代わり映えのしない茶番に付き合わされるのはかなわない。今夜はぐっすり休んで、明日は溜まっている荷物の片づけをしたいのだ。
廊下の足音は続いている。足元の子供は二人に増えたらしい。腰を伸ばした未妃は枕元に突っ立ったまま。
いきなりこんな経験をしたら、叫びだしたくなるに違いない。叫ぼうとしたら声も出せないことを知り、さらに戦慄するだろう。
旧臘の忘年会の席で、アンティークショップを何軒か経営している若社長が金縛りに遭ったことを話していた。いい出物があるとの情報を得て福島県の喜多方まで出向いたところ、買い取りの価格交渉に予想外の時間がかかり、日帰りのつもりが郡山で一泊するはめになった。そのビジネスホテルで怖い夜を過ごしたのだという。
傍で聞いたところではありふれた金縛りでしかなく、数分で体の自由が戻ったらしいのだが、当人にとっては人生で最も恐ろしい出来事だったという。
──うつらうつらしていたんです。半醒半睡かな。もう眠る、意識がなくなる、と思っていたら、ベッドの足元から何かが伸び上がってきた。白い着物をまとった髪の長い女ですよ。『うわっ、幽霊か!』と驚いた。慌てて体を起こそうとしても体がまったく動かない。もう怖くて怖くて。そうしたらその女が、がばっ、と僕の上にのしかかってきた! 悲鳴も上げられないのか、と思った次の瞬間に呪縛が解けていました。
ただの金縛りだろ、と笑う者がいた。疲れた時には俺もなるよ、と言う者も。若社長も照れた笑みを浮かべつつ、なおもその時の恐怖を語っていた。

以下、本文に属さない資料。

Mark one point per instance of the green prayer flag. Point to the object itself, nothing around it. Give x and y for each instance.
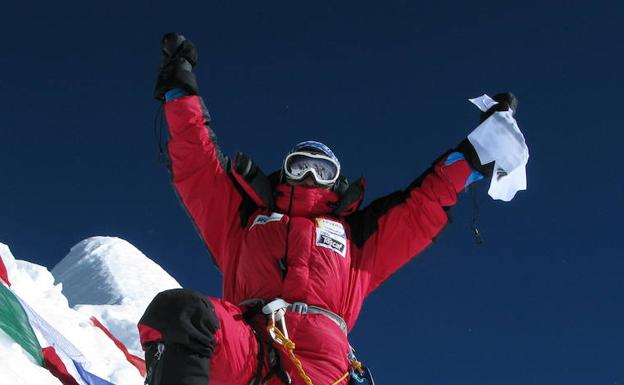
(14, 322)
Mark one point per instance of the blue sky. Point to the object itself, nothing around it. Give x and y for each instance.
(385, 84)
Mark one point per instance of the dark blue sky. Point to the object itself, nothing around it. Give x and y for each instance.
(385, 85)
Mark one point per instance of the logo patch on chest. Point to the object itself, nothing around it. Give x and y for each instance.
(264, 219)
(332, 235)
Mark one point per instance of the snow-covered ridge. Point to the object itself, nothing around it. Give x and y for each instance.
(103, 277)
(108, 271)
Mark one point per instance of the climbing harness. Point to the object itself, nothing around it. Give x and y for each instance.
(276, 310)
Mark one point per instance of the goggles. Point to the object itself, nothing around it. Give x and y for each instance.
(324, 169)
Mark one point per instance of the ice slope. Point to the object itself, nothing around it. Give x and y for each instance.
(99, 277)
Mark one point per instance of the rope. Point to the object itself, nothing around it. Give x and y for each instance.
(289, 345)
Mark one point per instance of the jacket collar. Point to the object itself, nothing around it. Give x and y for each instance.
(301, 201)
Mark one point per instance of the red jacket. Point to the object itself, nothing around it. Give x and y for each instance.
(334, 260)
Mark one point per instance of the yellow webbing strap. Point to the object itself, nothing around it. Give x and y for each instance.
(289, 345)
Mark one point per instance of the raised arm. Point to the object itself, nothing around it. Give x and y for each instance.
(394, 229)
(200, 172)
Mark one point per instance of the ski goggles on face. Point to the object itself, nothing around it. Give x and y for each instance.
(324, 169)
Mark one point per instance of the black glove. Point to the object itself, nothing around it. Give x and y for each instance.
(179, 58)
(505, 101)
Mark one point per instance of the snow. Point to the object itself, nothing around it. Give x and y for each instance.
(104, 277)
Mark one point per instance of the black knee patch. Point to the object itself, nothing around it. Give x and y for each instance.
(184, 317)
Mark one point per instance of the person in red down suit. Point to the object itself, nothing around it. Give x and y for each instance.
(297, 253)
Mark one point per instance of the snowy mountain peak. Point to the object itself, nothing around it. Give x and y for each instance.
(109, 270)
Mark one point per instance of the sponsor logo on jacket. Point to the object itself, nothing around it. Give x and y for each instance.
(264, 219)
(332, 235)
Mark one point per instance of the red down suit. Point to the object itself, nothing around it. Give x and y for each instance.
(334, 258)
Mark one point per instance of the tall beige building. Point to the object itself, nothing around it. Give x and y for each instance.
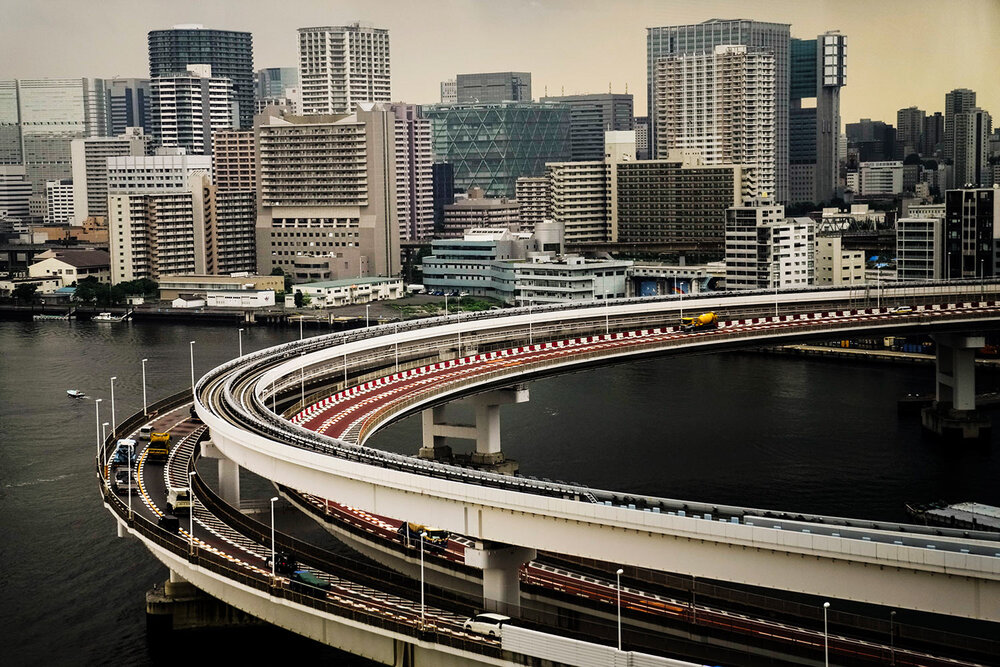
(327, 202)
(340, 66)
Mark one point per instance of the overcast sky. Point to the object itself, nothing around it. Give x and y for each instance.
(900, 52)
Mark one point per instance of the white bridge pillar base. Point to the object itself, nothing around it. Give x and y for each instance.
(953, 414)
(501, 565)
(485, 433)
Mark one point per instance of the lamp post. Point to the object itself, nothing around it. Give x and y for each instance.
(826, 637)
(97, 406)
(618, 587)
(193, 501)
(892, 636)
(422, 534)
(191, 346)
(144, 412)
(274, 554)
(113, 378)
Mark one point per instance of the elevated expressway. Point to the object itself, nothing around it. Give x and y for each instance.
(366, 380)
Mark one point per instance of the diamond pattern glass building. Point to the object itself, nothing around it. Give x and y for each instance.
(492, 145)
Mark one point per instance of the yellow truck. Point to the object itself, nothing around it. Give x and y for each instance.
(698, 322)
(159, 447)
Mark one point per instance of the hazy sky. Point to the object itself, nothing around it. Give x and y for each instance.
(900, 52)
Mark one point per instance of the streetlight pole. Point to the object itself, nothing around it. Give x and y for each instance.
(618, 588)
(422, 534)
(113, 378)
(191, 346)
(892, 636)
(193, 501)
(274, 553)
(826, 637)
(97, 406)
(144, 412)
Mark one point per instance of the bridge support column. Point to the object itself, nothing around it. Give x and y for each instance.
(485, 432)
(501, 565)
(954, 414)
(229, 473)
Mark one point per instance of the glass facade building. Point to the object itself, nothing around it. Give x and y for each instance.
(492, 145)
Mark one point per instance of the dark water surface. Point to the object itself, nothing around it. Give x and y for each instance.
(811, 436)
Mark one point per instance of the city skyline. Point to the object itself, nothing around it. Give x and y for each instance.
(596, 44)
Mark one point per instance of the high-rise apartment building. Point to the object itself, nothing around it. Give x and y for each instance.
(492, 145)
(957, 101)
(39, 118)
(721, 104)
(415, 181)
(90, 169)
(909, 131)
(971, 148)
(234, 160)
(228, 52)
(128, 105)
(703, 38)
(590, 117)
(338, 222)
(341, 66)
(493, 87)
(532, 193)
(972, 216)
(818, 72)
(189, 106)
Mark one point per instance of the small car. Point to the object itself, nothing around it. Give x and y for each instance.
(486, 624)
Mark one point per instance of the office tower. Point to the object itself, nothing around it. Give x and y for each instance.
(971, 148)
(339, 222)
(874, 141)
(590, 117)
(341, 66)
(90, 169)
(15, 191)
(957, 101)
(449, 92)
(702, 38)
(415, 181)
(228, 52)
(234, 160)
(971, 219)
(932, 137)
(59, 202)
(188, 107)
(818, 72)
(919, 248)
(909, 131)
(443, 177)
(642, 132)
(532, 193)
(766, 250)
(128, 105)
(722, 104)
(493, 87)
(492, 145)
(39, 118)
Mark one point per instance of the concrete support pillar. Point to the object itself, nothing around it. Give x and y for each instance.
(953, 414)
(501, 565)
(229, 482)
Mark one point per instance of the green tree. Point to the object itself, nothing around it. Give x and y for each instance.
(25, 292)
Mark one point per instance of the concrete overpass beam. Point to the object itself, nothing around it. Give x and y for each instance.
(501, 566)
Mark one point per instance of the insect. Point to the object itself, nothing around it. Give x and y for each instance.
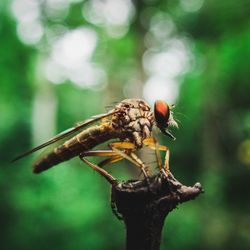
(130, 122)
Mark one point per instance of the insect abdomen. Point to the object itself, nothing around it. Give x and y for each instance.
(85, 140)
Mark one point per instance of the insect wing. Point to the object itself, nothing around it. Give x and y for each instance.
(66, 133)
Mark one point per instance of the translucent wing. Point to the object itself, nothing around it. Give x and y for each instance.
(66, 133)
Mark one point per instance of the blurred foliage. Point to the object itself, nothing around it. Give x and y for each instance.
(68, 206)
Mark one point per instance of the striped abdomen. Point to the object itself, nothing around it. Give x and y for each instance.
(83, 141)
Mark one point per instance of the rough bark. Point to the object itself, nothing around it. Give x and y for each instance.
(144, 205)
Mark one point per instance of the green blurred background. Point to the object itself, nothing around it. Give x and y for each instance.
(63, 61)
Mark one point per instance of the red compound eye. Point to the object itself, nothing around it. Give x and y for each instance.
(162, 112)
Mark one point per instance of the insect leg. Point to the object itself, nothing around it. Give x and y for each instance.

──心霊現象でも何でもないんですよね。でも、実際にかかってみるとそうは思えなかったなぁ。目が覚めてからも胸がどきどきして、寝ようとしたら同じことが繰り返されそうな気がする。部屋を明るくしてテレビを点けたまま、朝まで起きていようかと悩みましたよ。
若社長には、それまで霊的な体験はまったくないそうだ。世の中には科学では説明がつかない不思議なことがあるとも聞くが、それらは単なる錯覚か、あるいは暗示にかかりやすい人間の世迷い言だと考えていた。また、仮に心霊現象なるものが実在するのだとしても、特殊な能力のある人間にしか感知できないのだろうから、自分には無縁だ、とも。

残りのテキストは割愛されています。